# 1. Introduction

This blog post addresses a common problem in array manipulation: finding the Next Greater Element (NGE) for every element in an array. The Next Greater Element for an element x is defined as the first greater element on the right side of x in the array.

## Problem

Given an array, print the Next Greater Element (NGE) for every element. For elements that have no greater element on the right, print -1.

# 2. Solution Steps

1. Use a stack to keep track of the elements whose NGE is not found yet.

2. Iterate through the array, and for each element:

a. Pop elements from the stack if the current element is greater than the stack's top element.

b. The current element is the NGE for all elements that are popped.

c. Push the current element onto the stack.

3. For elements remaining in the stack, their NGE is -1.
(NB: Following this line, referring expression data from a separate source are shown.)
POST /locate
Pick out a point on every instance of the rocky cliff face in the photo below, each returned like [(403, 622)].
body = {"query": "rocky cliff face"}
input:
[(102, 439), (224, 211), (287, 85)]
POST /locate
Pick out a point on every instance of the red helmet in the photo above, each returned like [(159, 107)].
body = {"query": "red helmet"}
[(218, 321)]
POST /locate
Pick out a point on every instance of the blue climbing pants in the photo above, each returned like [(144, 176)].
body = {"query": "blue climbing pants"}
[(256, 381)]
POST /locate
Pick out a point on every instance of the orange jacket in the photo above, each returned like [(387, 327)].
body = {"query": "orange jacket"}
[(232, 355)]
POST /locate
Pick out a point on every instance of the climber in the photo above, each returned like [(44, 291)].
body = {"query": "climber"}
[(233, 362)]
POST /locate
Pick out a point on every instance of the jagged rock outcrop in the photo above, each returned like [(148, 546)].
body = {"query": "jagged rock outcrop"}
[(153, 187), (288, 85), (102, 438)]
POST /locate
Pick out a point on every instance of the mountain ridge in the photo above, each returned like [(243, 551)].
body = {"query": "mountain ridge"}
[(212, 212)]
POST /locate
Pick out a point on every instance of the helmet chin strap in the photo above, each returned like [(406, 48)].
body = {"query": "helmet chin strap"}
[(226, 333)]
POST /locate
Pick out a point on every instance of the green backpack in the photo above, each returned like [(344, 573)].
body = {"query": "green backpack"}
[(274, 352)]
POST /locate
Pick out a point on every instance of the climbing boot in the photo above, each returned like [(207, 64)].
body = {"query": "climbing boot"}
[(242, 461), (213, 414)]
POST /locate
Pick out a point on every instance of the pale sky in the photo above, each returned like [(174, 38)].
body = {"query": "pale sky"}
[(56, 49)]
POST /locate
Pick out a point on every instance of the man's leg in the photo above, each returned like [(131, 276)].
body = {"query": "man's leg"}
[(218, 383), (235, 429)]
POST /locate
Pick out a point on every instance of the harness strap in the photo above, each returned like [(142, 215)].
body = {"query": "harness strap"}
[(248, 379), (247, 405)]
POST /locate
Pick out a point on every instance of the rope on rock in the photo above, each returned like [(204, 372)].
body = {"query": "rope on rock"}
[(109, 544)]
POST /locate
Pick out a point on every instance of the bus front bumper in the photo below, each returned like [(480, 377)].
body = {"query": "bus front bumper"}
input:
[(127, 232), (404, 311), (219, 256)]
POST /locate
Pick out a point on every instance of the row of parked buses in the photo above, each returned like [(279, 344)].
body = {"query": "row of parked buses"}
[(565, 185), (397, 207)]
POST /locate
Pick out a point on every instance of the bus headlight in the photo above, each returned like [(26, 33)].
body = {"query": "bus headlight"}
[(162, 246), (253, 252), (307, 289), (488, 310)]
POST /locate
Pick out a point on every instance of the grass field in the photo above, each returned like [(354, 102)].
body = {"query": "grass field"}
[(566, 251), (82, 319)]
4. Return the array of NGEs.

# 3. Code Program

``````import java.util.Arrays;
import java.util.Stack;

public class Solution {

// Main method for testing
public static void main(String[] args) {
int[] input1 = {1, 3, 2, 4};
int[] input2 = {6, 4, 12, 5, 2, 10};

System.out.println("Next greater elements: " + Arrays.toString(findNextGreaterElements(input1)));
System.out.println("Next greater elements: " + Arrays.toString(findNextGreaterElements(input2)));
}

// Method to find the next greater element for each element in the array
public static int[] findNextGreaterElements(int[] nums) {
int[] nge = new int[nums.length];
Stack<Integer> stack = new Stack<>();

for (int i = nums.length - 1; i >= 0; i--) {
// Pop elements from the stack until the current element is smaller than the stack's top
while (!stack.isEmpty() && nums[i] >= stack.peek()) {
stack.pop();
}

// The next greater element is the top of the stack, if available
nge[i] = stack.isEmpty() ? -1 : stack.peek();
stack.push(nums[i]);
}

return nge;
}
}
``````

### Output:

```Next greater elements: [3, 4, 4, -1]
Next greater elements: [12, 12, -1, 10, 10, -1]
```

### Explanation:

The findNextGreaterElements method uses a stack to efficiently find the next greater element for each element in the array. The stack stores elements in decreasing order from top to bottom. For each element in the array (traversed from right to left), the method pops elements from the stack until it finds an element greater than the current one. This element is the next greater element for the current array element. If the stack becomes empty, the next greater element is -1. The method correctly identifies the next greater elements for each element in the provided examples.